L’Azienda Vitivincola Giacomo Gandolfi, posta in località Buttina, profuma di storia per il vino della Val d’Arda. Attiva dal 1880, la cantina è sempre stata a gestione familiare e attualmente è il nipote omonimo del fondatore, insieme alle figlie a portare avanti questa realtà.

Con lui abbiamo parlato del Monterosso, di cui sono stati tra i promotori e fondatori della DOC istituita negli anni 70’, e che hanno sempre inteso come produzione unica ad uvaggio bianco insieme alla Malvasia. Non hanno, infatti, mai prodotto Ortrugo in purezza, che partendo dalla
Val Tidone si è poi espanso negli ultimi anni in tutta la provincia piacentina. E questo proprio per una questione di tradizione territoriale, di legame con ciò che il proprio territorio aveva tramandato dai tempi di papa Paolo III Farnese.

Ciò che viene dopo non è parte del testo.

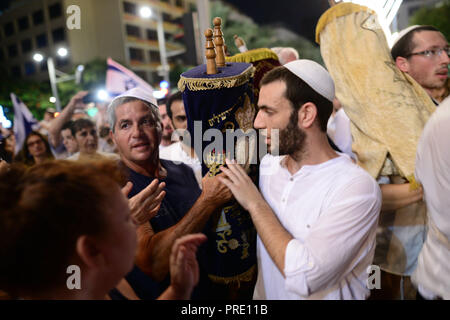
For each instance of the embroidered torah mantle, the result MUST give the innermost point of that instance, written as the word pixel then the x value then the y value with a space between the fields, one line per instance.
pixel 218 106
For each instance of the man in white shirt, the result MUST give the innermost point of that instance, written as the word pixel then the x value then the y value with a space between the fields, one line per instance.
pixel 179 152
pixel 166 138
pixel 317 212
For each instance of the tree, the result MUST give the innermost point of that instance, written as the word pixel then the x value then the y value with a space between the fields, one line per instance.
pixel 257 36
pixel 438 17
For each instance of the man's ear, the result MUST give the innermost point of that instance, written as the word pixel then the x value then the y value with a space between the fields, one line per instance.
pixel 89 252
pixel 307 114
pixel 402 64
pixel 111 136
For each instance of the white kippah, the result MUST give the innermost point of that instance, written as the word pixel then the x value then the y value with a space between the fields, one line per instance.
pixel 316 76
pixel 140 94
pixel 404 32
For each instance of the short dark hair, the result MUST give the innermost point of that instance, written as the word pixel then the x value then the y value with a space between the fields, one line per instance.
pixel 177 96
pixel 25 157
pixel 406 45
pixel 298 92
pixel 80 124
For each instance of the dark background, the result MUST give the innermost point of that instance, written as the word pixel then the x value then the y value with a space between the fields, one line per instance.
pixel 300 16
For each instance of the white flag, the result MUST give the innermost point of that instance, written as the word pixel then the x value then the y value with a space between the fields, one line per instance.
pixel 24 122
pixel 120 79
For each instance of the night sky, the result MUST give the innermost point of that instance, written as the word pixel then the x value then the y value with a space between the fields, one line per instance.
pixel 300 16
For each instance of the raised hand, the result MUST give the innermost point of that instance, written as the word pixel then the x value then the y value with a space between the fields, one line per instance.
pixel 240 184
pixel 184 270
pixel 146 203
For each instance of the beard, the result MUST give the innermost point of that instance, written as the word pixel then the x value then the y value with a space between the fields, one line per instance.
pixel 291 138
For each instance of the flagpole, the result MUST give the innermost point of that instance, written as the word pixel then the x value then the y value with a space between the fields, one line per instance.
pixel 52 76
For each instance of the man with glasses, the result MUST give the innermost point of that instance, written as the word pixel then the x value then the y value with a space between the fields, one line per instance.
pixel 423 53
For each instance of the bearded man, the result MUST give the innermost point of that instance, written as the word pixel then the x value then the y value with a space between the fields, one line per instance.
pixel 317 213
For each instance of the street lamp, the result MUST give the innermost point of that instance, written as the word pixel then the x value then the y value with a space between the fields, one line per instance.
pixel 146 12
pixel 62 52
pixel 38 57
pixel 53 73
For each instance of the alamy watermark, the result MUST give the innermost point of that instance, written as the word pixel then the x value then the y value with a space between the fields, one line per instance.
pixel 73 17
pixel 74 280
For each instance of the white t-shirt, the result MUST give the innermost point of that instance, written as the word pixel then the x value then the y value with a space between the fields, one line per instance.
pixel 331 209
pixel 432 274
pixel 110 156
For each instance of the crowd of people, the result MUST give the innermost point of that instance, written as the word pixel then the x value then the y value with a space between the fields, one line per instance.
pixel 132 210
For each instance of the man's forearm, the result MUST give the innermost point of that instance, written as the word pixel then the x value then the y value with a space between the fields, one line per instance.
pixel 56 125
pixel 154 248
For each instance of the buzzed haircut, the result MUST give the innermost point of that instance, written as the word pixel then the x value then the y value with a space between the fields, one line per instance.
pixel 405 46
pixel 178 96
pixel 68 125
pixel 81 124
pixel 298 92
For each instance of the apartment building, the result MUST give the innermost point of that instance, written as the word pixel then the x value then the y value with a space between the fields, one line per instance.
pixel 109 28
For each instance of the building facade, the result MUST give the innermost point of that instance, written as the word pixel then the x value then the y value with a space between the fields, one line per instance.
pixel 109 28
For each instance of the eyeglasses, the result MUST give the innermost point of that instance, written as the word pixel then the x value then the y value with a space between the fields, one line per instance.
pixel 432 53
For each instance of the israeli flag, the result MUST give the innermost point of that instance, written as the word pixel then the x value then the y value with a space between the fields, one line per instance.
pixel 120 79
pixel 24 122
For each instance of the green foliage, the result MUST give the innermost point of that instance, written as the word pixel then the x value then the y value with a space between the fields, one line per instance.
pixel 438 17
pixel 94 76
pixel 257 36
pixel 35 95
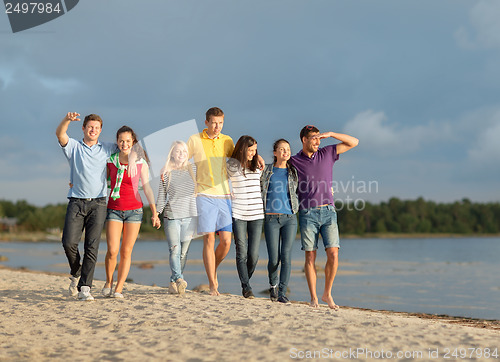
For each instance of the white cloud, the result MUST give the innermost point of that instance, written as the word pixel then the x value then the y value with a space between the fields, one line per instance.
pixel 60 86
pixel 486 150
pixel 485 32
pixel 375 132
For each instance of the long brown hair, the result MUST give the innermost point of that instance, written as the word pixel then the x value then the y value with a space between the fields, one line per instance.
pixel 141 152
pixel 240 153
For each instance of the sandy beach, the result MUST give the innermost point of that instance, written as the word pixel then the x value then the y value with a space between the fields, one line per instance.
pixel 41 322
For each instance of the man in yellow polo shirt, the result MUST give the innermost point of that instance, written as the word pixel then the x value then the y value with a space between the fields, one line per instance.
pixel 210 149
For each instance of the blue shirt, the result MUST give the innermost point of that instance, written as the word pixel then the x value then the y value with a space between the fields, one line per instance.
pixel 315 176
pixel 278 200
pixel 87 168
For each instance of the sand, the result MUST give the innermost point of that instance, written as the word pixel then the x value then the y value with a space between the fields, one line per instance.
pixel 41 322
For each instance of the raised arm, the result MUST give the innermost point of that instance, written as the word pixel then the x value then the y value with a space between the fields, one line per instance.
pixel 62 129
pixel 347 142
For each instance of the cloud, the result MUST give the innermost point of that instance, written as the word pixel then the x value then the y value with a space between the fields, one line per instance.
pixel 375 132
pixel 486 151
pixel 485 32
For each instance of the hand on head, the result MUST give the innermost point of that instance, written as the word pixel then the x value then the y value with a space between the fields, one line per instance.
pixel 72 116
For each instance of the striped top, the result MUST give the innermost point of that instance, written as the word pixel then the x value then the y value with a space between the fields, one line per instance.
pixel 176 195
pixel 246 197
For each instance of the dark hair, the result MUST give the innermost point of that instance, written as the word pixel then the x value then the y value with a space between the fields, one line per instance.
pixel 91 117
pixel 141 152
pixel 213 112
pixel 275 147
pixel 240 153
pixel 306 130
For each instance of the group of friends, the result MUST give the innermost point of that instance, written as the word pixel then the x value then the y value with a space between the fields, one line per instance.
pixel 227 189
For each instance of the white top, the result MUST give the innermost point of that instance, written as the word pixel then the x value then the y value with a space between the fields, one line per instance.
pixel 176 194
pixel 246 195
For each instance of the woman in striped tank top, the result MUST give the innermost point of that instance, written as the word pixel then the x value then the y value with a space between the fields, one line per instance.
pixel 247 208
pixel 177 201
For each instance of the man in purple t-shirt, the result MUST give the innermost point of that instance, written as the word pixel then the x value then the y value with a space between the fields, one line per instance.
pixel 316 211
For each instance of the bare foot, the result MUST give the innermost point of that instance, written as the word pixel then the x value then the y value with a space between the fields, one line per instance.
pixel 329 300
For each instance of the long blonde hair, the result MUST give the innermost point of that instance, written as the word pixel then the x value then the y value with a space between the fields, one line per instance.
pixel 169 165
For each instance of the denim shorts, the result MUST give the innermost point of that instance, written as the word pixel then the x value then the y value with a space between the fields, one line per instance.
pixel 214 214
pixel 128 216
pixel 315 221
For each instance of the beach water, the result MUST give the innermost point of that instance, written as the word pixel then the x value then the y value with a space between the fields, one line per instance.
pixel 452 276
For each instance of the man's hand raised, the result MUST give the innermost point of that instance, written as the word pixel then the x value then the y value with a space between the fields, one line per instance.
pixel 62 129
pixel 72 117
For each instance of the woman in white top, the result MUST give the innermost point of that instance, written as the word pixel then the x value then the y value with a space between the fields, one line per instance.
pixel 177 201
pixel 247 208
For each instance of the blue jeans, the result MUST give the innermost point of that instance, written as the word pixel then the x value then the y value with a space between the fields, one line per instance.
pixel 247 236
pixel 280 231
pixel 179 233
pixel 88 215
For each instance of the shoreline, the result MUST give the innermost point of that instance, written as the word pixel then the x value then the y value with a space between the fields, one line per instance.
pixel 41 322
pixel 51 237
pixel 464 321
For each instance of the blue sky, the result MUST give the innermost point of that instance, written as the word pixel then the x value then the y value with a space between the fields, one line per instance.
pixel 418 82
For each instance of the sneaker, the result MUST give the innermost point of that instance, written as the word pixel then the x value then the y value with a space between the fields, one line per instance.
pixel 284 299
pixel 85 293
pixel 273 293
pixel 106 292
pixel 248 294
pixel 181 285
pixel 172 288
pixel 73 286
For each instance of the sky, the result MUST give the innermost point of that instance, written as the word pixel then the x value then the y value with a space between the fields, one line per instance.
pixel 417 82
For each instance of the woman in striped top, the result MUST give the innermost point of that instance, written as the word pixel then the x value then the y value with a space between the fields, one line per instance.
pixel 247 208
pixel 177 201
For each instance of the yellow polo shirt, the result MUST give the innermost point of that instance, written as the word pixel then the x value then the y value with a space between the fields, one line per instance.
pixel 210 158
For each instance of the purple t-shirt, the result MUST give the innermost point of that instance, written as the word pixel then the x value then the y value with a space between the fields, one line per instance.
pixel 315 176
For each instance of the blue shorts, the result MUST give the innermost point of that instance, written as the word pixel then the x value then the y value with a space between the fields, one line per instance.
pixel 315 221
pixel 128 216
pixel 214 214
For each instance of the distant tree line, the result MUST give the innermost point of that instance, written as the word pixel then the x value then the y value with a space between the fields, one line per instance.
pixel 393 216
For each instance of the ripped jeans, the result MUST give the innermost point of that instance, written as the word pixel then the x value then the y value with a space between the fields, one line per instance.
pixel 179 233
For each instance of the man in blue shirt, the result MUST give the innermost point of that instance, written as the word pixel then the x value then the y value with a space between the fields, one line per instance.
pixel 87 198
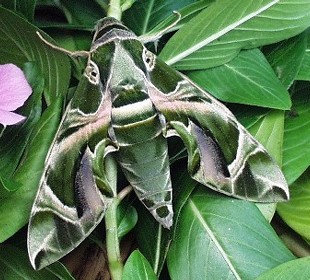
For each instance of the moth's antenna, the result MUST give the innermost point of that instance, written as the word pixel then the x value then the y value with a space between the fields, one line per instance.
pixel 70 53
pixel 155 37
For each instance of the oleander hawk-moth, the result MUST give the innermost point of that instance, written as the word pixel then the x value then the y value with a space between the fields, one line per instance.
pixel 126 105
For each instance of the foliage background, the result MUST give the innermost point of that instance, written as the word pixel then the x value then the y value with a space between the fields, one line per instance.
pixel 252 55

Il discorso è virato quindi su questioni più specifiche, come ad esempio la particolare produzione di tutti i vini frizzanti – compreso quindi il Monterosso, prodotto sia in versione ferma che frizzante – tramite fermentazione naturale. Il titolare l’ha spiegata con una semplicità disarmante: “così si faceva quando ho iniziato a lavorare io, e non nego di avere, qualche anno, provato la rifermentazione controllata, ma i risultati non mi hanno mai convinto”. Ha invece continuato raccontando la complessità aromatica dei vini rifermentati in bottiglia, un trionfo di profumi sempre diversi di anno in anno, certamente un rischio
maggiore, ma un rischio che secondo lui vale la pena prendere, anche a livello di mercato.


Infatti questa scelta particolare porta ad avere una fetta di mercato più di nicchia, “Il vino va spiegato, capito e solo allora può scattare la scintilla, l’innamoramento. Per questo chi compra da noi sono prevalentemente privati e ristoranti affezionati”: una vendita molto raccolta quindi, ma stabile e poco soggetta alle mode momentanee.
Sempre a proposito di mercato abbiamo infine parlato della produzione di vino sfuso, per la damigiana, altro settore in cui l’azienda si è specializzata ed è un riferimento per chi ama ancora imbottigliarsi il vino da sé. “Ci sembrava giusto mantenere questa possibilità che, per quanto se ne dica, un gran numero di persone continua ad apprezzare – ci ha tenuto a
concludere Giacomo – la sfida che ci poniamo ogni anno è mantenere sempre la qualità alta, sia per la bottiglia che per la damigiana, anche perché non abbiamo distinzioni di produzione tra uno e l’altro”. Sfida, parola giusta per una cantina che ha fermato il tempo scegliendo un
legame strettissimo con la tradizione, e che non ha nessuna intenzione di rimetterlo in moto.